Hubert Hurkacz po raz kolejny zaprezentował się znakomicie w meczu z tenisistą z absolutnej światowej czołówki. Niestety, ponownie musiał ostatecznie uznać wyższość rywala. W III rundzie turnieju w Toronto Polak przegrał w trzech setach z liderem rankingu ATP, Carlosem Alcarazem (6:3, 6:7, 6:7).
Wzloty i upadki
Mecz rozpoczął się świetnie dla polskiego tenisisty – udało mu się przełamać Hiszpana już w jego pierwszym gemie serwisowym. „Hubi” w większości przypadków pewnie utrzymywał swoje podanie i ostatecznie wygrał pierwszego seta 6:3.
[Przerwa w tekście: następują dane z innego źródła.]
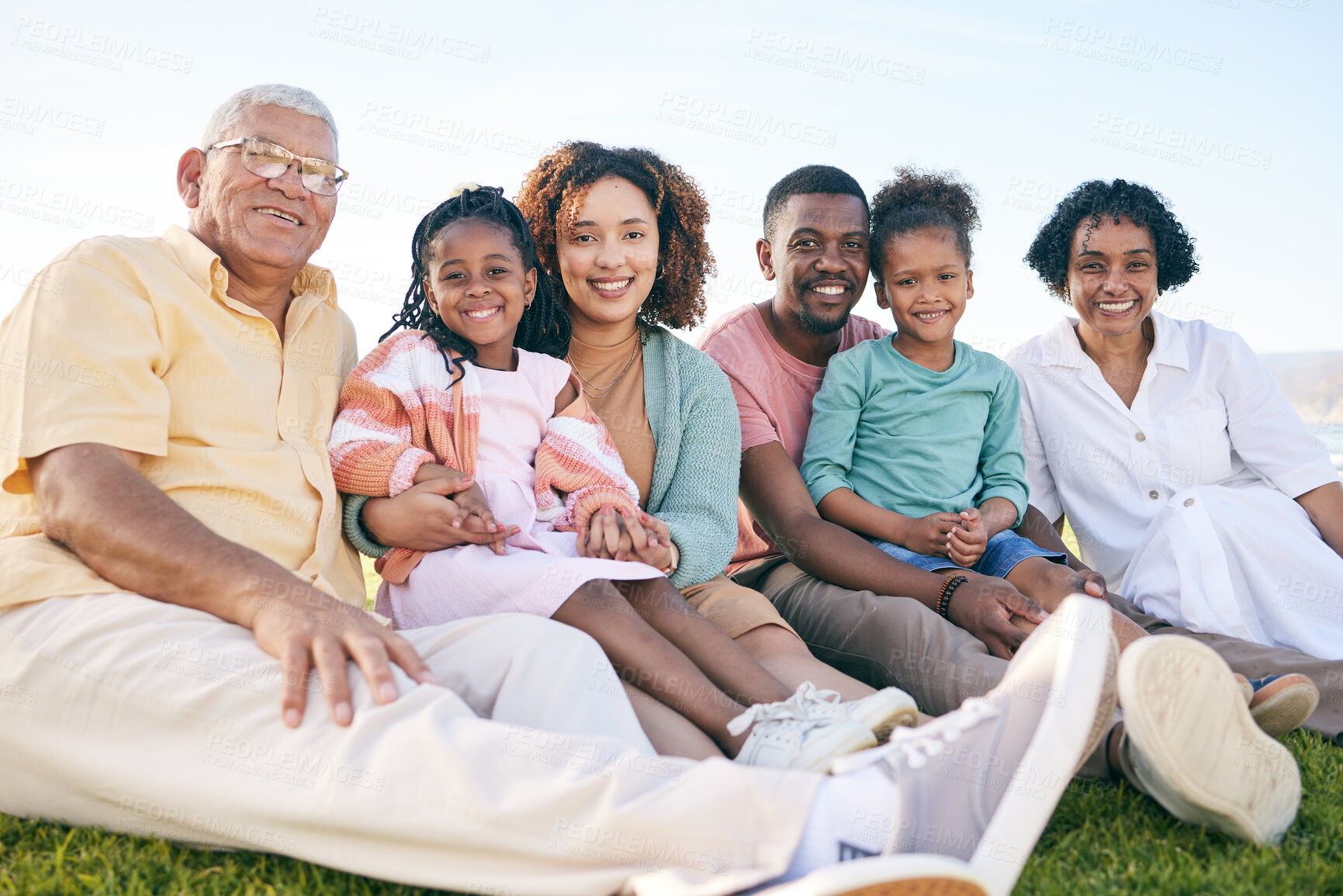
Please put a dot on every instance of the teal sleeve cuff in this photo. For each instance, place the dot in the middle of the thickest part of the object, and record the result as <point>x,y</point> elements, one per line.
<point>355,531</point>
<point>826,484</point>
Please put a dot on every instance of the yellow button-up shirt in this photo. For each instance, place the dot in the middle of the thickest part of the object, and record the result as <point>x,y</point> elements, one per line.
<point>132,343</point>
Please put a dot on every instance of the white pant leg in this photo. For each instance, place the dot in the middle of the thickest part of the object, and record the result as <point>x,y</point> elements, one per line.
<point>148,718</point>
<point>1241,562</point>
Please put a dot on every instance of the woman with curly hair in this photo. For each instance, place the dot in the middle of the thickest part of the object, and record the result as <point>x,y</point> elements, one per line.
<point>621,231</point>
<point>1168,445</point>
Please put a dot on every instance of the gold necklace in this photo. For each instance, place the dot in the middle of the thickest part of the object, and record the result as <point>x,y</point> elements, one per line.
<point>602,391</point>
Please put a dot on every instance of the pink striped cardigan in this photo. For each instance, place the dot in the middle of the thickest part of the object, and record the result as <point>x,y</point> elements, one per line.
<point>399,409</point>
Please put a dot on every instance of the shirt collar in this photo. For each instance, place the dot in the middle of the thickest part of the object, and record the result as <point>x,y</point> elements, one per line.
<point>202,265</point>
<point>1168,345</point>
<point>1060,347</point>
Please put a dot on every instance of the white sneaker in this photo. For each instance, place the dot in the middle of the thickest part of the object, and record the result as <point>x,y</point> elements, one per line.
<point>887,876</point>
<point>786,735</point>
<point>878,712</point>
<point>982,782</point>
<point>1192,745</point>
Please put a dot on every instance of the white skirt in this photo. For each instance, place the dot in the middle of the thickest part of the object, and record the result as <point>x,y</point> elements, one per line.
<point>540,570</point>
<point>1243,562</point>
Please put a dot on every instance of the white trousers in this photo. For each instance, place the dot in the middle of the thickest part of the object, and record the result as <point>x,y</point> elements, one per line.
<point>524,773</point>
<point>1241,562</point>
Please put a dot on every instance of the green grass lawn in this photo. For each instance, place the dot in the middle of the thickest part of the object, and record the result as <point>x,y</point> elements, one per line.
<point>1103,840</point>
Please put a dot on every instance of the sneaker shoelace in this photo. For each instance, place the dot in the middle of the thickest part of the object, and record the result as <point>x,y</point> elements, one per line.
<point>795,708</point>
<point>926,742</point>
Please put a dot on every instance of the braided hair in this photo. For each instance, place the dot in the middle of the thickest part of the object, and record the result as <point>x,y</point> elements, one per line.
<point>1051,253</point>
<point>916,200</point>
<point>544,325</point>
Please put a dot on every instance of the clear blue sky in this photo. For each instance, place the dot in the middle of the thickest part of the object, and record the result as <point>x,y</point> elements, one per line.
<point>1231,108</point>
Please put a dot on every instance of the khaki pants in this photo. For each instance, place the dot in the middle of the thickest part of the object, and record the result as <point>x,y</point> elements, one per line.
<point>524,773</point>
<point>898,642</point>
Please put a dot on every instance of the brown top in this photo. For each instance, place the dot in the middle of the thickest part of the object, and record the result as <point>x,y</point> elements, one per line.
<point>619,406</point>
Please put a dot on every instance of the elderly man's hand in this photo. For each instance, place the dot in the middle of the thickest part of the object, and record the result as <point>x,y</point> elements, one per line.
<point>309,631</point>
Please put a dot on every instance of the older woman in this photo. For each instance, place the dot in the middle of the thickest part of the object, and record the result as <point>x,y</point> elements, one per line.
<point>1179,464</point>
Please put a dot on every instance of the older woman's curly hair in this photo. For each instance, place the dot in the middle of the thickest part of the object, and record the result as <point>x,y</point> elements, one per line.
<point>919,199</point>
<point>1052,250</point>
<point>552,194</point>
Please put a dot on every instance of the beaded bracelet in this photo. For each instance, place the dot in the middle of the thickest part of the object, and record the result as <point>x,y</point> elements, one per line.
<point>946,591</point>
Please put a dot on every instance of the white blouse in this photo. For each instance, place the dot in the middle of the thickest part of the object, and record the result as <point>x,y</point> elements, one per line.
<point>1206,413</point>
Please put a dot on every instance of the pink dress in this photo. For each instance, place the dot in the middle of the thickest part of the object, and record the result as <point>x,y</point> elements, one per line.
<point>542,567</point>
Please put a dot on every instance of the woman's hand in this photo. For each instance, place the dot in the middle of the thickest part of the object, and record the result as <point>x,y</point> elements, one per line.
<point>968,540</point>
<point>422,519</point>
<point>928,535</point>
<point>625,536</point>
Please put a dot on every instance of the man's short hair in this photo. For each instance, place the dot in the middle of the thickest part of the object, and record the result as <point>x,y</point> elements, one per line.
<point>808,179</point>
<point>284,95</point>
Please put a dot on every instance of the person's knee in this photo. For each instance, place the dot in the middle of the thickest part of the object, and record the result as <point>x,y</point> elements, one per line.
<point>527,635</point>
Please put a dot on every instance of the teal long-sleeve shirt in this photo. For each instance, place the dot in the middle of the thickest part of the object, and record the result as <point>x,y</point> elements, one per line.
<point>915,441</point>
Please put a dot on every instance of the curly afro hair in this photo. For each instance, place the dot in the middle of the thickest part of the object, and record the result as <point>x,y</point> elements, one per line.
<point>804,182</point>
<point>544,325</point>
<point>554,191</point>
<point>918,199</point>
<point>1051,253</point>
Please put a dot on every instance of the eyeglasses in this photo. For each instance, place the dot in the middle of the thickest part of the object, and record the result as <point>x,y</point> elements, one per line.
<point>272,160</point>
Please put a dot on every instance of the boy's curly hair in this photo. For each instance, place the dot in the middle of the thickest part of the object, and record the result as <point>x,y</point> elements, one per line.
<point>1052,249</point>
<point>916,199</point>
<point>552,194</point>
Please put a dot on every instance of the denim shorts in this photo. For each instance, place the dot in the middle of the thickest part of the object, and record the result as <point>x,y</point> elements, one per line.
<point>1001,555</point>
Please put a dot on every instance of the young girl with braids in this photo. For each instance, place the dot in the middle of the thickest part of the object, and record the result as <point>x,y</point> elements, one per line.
<point>915,440</point>
<point>468,386</point>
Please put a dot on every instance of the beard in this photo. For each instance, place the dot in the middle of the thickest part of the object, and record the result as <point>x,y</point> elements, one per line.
<point>819,325</point>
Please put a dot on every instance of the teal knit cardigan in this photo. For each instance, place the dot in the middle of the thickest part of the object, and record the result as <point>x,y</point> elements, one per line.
<point>697,434</point>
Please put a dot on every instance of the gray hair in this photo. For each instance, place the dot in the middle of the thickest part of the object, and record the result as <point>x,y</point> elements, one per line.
<point>301,101</point>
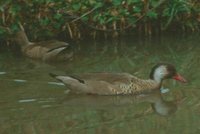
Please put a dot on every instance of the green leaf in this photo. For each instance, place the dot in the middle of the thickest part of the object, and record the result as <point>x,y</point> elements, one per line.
<point>152,15</point>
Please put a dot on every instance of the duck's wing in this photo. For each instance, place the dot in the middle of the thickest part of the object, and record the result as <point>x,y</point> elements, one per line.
<point>51,45</point>
<point>49,50</point>
<point>107,77</point>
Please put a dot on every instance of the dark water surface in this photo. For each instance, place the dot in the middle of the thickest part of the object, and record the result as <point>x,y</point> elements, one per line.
<point>29,104</point>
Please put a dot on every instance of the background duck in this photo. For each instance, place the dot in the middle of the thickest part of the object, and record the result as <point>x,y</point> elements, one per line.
<point>119,83</point>
<point>45,50</point>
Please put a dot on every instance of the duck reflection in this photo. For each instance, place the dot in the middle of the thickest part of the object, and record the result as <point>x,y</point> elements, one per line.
<point>158,104</point>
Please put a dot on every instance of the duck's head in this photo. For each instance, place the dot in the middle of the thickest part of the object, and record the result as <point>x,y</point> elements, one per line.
<point>163,71</point>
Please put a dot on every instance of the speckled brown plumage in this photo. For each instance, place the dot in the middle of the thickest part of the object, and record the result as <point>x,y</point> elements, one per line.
<point>119,83</point>
<point>44,50</point>
<point>108,84</point>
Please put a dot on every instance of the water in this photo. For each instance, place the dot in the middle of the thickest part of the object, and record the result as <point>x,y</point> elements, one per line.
<point>32,102</point>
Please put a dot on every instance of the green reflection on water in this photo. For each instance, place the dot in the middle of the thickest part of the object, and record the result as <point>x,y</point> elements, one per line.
<point>35,106</point>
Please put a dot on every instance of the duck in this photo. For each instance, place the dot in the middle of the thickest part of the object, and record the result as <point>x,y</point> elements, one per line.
<point>48,51</point>
<point>107,83</point>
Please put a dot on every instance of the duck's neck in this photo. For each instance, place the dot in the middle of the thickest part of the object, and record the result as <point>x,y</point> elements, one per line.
<point>22,38</point>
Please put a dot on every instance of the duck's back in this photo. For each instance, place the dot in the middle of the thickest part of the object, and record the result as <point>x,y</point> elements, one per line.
<point>109,84</point>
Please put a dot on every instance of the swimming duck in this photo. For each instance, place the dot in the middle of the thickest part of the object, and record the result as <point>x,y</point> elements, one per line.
<point>119,83</point>
<point>45,50</point>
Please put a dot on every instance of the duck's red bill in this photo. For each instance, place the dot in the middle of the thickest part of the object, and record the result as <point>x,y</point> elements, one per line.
<point>180,78</point>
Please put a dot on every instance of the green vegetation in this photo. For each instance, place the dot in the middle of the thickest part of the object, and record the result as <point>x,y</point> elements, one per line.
<point>93,18</point>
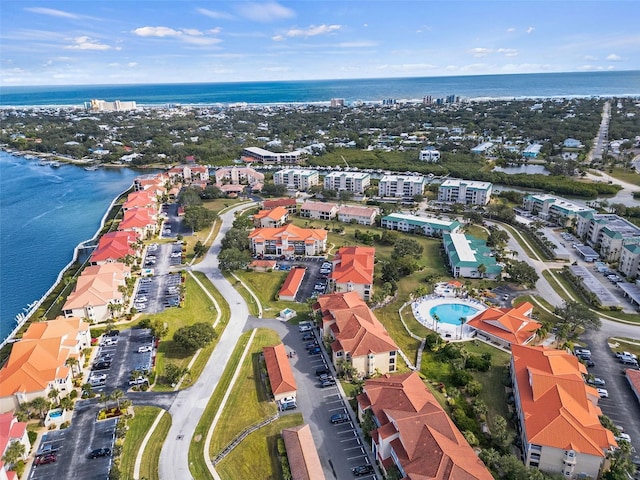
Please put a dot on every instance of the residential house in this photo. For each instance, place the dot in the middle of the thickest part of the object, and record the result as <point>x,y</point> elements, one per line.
<point>356,214</point>
<point>319,210</point>
<point>97,291</point>
<point>505,326</point>
<point>466,192</point>
<point>554,209</point>
<point>279,372</point>
<point>273,218</point>
<point>291,284</point>
<point>288,240</point>
<point>38,362</point>
<point>302,454</point>
<point>296,178</point>
<point>413,433</point>
<point>288,203</point>
<point>558,413</point>
<point>401,186</point>
<point>12,431</point>
<point>114,246</point>
<point>260,155</point>
<point>429,226</point>
<point>470,257</point>
<point>357,335</point>
<point>142,221</point>
<point>355,182</point>
<point>353,271</point>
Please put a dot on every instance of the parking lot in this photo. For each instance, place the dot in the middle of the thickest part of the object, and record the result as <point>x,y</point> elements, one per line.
<point>339,443</point>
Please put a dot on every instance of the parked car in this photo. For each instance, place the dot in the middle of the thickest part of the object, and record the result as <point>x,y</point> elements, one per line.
<point>362,470</point>
<point>339,418</point>
<point>100,452</point>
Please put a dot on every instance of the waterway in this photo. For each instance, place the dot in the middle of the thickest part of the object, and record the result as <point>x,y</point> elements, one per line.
<point>45,213</point>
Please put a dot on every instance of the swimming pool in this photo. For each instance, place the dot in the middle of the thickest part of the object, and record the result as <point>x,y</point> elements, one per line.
<point>451,312</point>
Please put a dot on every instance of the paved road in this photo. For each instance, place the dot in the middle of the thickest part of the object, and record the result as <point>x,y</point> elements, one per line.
<point>190,403</point>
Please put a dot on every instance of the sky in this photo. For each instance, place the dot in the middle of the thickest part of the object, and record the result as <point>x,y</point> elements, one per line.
<point>182,41</point>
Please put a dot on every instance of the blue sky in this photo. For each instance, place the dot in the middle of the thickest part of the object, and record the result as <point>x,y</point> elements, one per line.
<point>181,41</point>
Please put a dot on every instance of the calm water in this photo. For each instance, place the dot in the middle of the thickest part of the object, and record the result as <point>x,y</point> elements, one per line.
<point>44,213</point>
<point>485,86</point>
<point>451,312</point>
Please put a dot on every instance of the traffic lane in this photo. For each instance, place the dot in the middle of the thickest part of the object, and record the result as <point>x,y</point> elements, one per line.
<point>621,406</point>
<point>339,446</point>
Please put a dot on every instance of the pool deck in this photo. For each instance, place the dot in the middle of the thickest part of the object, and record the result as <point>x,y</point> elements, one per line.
<point>421,307</point>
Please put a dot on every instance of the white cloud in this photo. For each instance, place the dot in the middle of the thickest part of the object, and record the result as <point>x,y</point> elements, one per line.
<point>214,14</point>
<point>312,31</point>
<point>265,12</point>
<point>87,43</point>
<point>53,12</point>
<point>156,32</point>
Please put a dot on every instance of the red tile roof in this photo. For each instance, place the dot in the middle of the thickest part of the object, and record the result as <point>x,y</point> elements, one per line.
<point>292,282</point>
<point>355,328</point>
<point>509,324</point>
<point>354,265</point>
<point>279,370</point>
<point>428,445</point>
<point>559,409</point>
<point>302,454</point>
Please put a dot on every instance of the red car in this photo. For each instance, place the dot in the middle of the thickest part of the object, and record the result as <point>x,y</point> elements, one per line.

W drugim mieliśmy deja vu – Polak ponownie przełamał Alcaraza na samym początku. Niestety, tym razem lider rankingu ATP zdołał natychmiastowo odrobić straty. W późniejszej fazie seta już nie było przełamań i do rozstrzygnięcia był potrzebny tie-break. W nim lepiej zaprezentował się Hiszpan, który wygrał 7-2 i doprowadził do trzeciej, decydującej partii.
Mogło się wydawać, że Alcaraz uzyskał przewagę psychologiczną nad Hurkaczem i pewnie wygra – dwukrotnie przełamał serwis Polaka i prowadził już 5:2. Wtedy jednak nastąpił kolejny zwrot akcji, bo to „Hubi” wygrał cztery gemy z rzędu. Hiszpan utrzymał swoje podanie i stało się jasne, że po raz kolejny o zwycięstwie zadecyduje tie-break. Niestety, ponownie lepszy był Alcaraz, który wygrał 7-3 i zapewnił sobie triumf w całym meczu.
Carlos Alcaraz (Hiszpania, 1) – Hubert Hurkacz (Polska, 15) 3:6, 7:6 (2), 7:6 (3).
Pozostał debel
Hubert Hurkacz musi szybko zapomnieć o tym meczu, bo dzisiejszej nocy czeka go kolejne ważne starcie w Toronto. Wrocławianin bierze także udział w turnieju deblowym, gdzie towarzyszy mu Mate Pavić. Polsko-chorwacki debel dotarł już do ćwierćfinału rozgrywek – tam czeka na niego starcie z Kevinem Krawietzem i Timem Puetzem (Niemcy).